1

We have a Java 8 application served by an Apache Tomcat 8 behind an Apache server, which is requesting multiple webservices in parallel using CXF. From time to time, there's one of them which lasts exactly 3 more seconds than the rest (which should be about 500ms only).

I've activated CXF debug, and now I have the place inside CXF where the 3 seconds are lost:

14/03/2018 09:20:49.061 [pool-838-thread-1] DEBUG o.a.cxf.transport.http.HTTPConduit - No Trust Decider for Conduit '{http://ws.webapp.com/}QueryWSImplPort.http-conduit'. An affirmative Trust Decision is assumed. 
14/03/2018 09:20:52.077 [pool-838-thread-1] DEBUG o.a.cxf.transport.http.HTTPConduit - Sending POST Message with Headers to http://172.16.56.10:5050/services/quertServices Conduit :{http://ws.webapp.com/}QueryWSImplPort.http-conduit

As you could see, there're three seconds between these two lines. When the request is ok, it usually takes 0ms in between these two lines.

I've been looking into the CXF code, but no clue about the reason of these 3 secs...

The server application (which is also maintained by us), is served from another Apache Tomcat 6.0.49, which is behind another Apache server. The thing is that it seems that the server's Apache receives the request after the 3 seconds.

Anyone could help me?

EDIT: We've monitored the server's send/received packages and it seems that the client's server is sending a negotiating package at the time it should, while the server is replying after 3 seconds. These are the packages we've found:

481153  11:31:32 14/03/2018 2429.8542795    tomcat6.exe SOLTESTV010     SOLTESTV002     TCP TCP:Flags=CE....S., SrcPort=65160, DstPort=5050, PayloadLen=0, Seq=2858646321, Ack=0, Win=8192 ( Negotiating scale factor 0x8 ) = 8192  {TCP:5513, IPv4:62}
481686  11:31:35 14/03/2018 2432.8608381    tomcat6.exe SOLTESTV002     SOLTESTV010     TCP TCP:Flags=...A..S., SrcPort=5050, DstPort=65160, PayloadLen=0, Seq=436586023, Ack=2858646322, Win=8192 ( Negotiated scale factor 0x8 ) = 2097152    {TCP:5513, IPv4:62}

481687  11:31:35 14/03/2018 2432.8613607    tomcat6.exe SOLTESTV010     SOLTESTV002     TCP TCP:Flags=...A...., SrcPort=65160, DstPort=5050, PayloadLen=0, Seq=2858646322, Ack=436586024, Win=256 (scale factor 0x8) = 65536    {TCP:5513, IPv4:62}
481688  11:31:35 14/03/2018 2432.8628380    tomcat6.exe SOLTESTV010     SOLTESTV002     HTTP    HTTP:Request, POST /services/consultaServices    {HTTP:5524, TCP:5513, IPv4:62}

So, it seems is the server's Tomcat is the one which is blocked with something. Any clue?

EDIT 2:

Although that happened yesterday (the first server waiting 3s for the ack of the second), this is not the most common scenario. What it usually happens is what I described at the beginning (3 seconds between the two CXF's logs and the server receiving any request from the first one after 3 seconds.

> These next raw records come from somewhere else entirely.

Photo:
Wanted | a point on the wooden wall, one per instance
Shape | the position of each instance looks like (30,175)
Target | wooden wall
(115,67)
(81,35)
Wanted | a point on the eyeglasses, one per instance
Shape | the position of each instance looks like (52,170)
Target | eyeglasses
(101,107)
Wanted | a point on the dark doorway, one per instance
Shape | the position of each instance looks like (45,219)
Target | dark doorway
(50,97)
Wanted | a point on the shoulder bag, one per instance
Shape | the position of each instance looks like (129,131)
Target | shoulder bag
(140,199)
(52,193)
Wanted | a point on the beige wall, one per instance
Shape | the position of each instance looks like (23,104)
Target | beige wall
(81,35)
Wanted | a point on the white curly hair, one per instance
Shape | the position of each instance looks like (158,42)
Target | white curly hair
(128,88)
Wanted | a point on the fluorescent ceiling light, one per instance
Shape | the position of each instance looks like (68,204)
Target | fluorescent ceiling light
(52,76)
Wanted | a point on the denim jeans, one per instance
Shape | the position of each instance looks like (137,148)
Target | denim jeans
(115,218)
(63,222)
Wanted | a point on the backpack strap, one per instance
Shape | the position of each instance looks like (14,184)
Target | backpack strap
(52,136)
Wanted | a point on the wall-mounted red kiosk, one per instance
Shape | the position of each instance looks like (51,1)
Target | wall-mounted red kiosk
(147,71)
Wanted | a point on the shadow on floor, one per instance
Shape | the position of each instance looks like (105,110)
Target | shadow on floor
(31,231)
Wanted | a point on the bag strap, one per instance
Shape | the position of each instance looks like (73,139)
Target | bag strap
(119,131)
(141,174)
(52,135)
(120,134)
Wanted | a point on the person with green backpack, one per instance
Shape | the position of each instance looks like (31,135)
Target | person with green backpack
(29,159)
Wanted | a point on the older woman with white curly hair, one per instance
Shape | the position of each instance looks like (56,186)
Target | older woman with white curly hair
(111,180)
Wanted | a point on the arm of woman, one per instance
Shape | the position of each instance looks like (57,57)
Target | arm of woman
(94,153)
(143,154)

There has been some times when the server (the one which receives the request), hangs for 3 seconds. For instance:

  1. Server 1 sends 5 requests at the same time (suppossedly) to server 2.

  2. Server 2 receives 4 of them, in that same second, and start to process them.

  3. Server 2 finish processing 2 of those 4 requests in 30ms and replies to server 1.

  4. More or less at this same second, there's nothing registered in the application logs.

  5. After three seconds, logs are registered again, and the server finish to process the remaining 2 requests. So, although the process itself is about only some milliseconds, the response_time - request_time is 3 seconds and a few ms.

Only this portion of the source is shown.